Horror is a strange genre where creators actually want their audiences to feel disgusted, uncomfortable and terrified. Powerless. Despite these inherently unappealing advertising qualities, the market for horror games is strong heading into 2017.

Gaming’s horror industry has been steadily expanding since the release of Amnesia: The Dark Descent in 2010. Amnesia proved there was an audience for horror games in the modern era, but at the time there simply weren’t many other similar games on store shelves (yes, people still went to stores to buy games in 2010).

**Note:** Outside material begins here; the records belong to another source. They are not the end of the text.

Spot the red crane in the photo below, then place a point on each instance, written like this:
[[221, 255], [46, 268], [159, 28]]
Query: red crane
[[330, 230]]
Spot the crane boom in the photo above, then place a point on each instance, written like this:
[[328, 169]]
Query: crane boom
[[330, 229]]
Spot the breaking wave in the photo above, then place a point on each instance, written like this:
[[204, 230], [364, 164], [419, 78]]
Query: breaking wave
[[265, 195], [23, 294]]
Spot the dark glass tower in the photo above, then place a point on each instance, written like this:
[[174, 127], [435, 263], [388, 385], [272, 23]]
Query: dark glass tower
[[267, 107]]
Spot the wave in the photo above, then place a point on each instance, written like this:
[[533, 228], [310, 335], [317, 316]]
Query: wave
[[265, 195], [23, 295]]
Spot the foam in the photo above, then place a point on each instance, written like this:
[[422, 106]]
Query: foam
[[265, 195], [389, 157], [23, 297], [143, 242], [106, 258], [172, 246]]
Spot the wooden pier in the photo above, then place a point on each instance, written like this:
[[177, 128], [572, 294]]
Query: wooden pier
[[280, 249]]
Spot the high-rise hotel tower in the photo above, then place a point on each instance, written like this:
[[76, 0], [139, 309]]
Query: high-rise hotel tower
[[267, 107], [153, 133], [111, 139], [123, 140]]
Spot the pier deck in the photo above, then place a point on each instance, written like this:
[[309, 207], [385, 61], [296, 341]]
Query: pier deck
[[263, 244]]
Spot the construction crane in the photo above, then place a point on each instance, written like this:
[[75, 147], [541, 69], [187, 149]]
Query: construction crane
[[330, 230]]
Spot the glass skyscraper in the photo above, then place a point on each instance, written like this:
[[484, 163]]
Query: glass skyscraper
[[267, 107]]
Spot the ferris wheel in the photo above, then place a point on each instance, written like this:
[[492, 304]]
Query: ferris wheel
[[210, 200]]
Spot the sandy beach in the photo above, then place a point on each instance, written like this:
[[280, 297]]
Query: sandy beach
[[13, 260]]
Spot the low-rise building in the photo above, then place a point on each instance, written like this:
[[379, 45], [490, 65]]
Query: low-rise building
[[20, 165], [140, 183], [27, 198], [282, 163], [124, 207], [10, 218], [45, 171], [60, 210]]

More recently, the genre has been bolstered by popular, mainstream titles like Outlast, Five Nights at Freddy’s, Layers of Fear, Until Dawn and even the PT demo, a project from Hideo Kojima and Guillermo del Toro that rose to cult status after Konami suddenly cancelled the full game (Silent Hills) in 2014. Resident Evil 7: Biohazard came out at the end of January — complete with PlayStation VR support — and within weeks, Capcom had shipped more than 3 million copies of the game worldwide.

Perhaps Outlast entered the market at a fortunate time, but it succeeded because it’s a heart-pounding, polished horror experience. Outlast’s success gave Morin a chance to breathe, grow his team and plot the sequel he really wanted.

The desert isn’t always dry in Outlast 2 (Image credit: Red Barrels)

Morin and the Red Barrels crew chose Arizona precisely because it was so different than the asylum, and they craved a challenge. The team spent roughly a year tweaking the landscape until they found a “sweet spot” where the open canyon felt as claustrophobic as the halls of a fortified, bloody hospital. This was a necessary creative step.

“I think it’s important, whether you are working on a new IP or a sequel, you gotta find ways to put you as a developer a bit on edge, so that you don’t feel too comfortable,” Morin says. “Because that stimulates creativity. You have to give yourself these challenges, even if you don’t have any idea of the solution.”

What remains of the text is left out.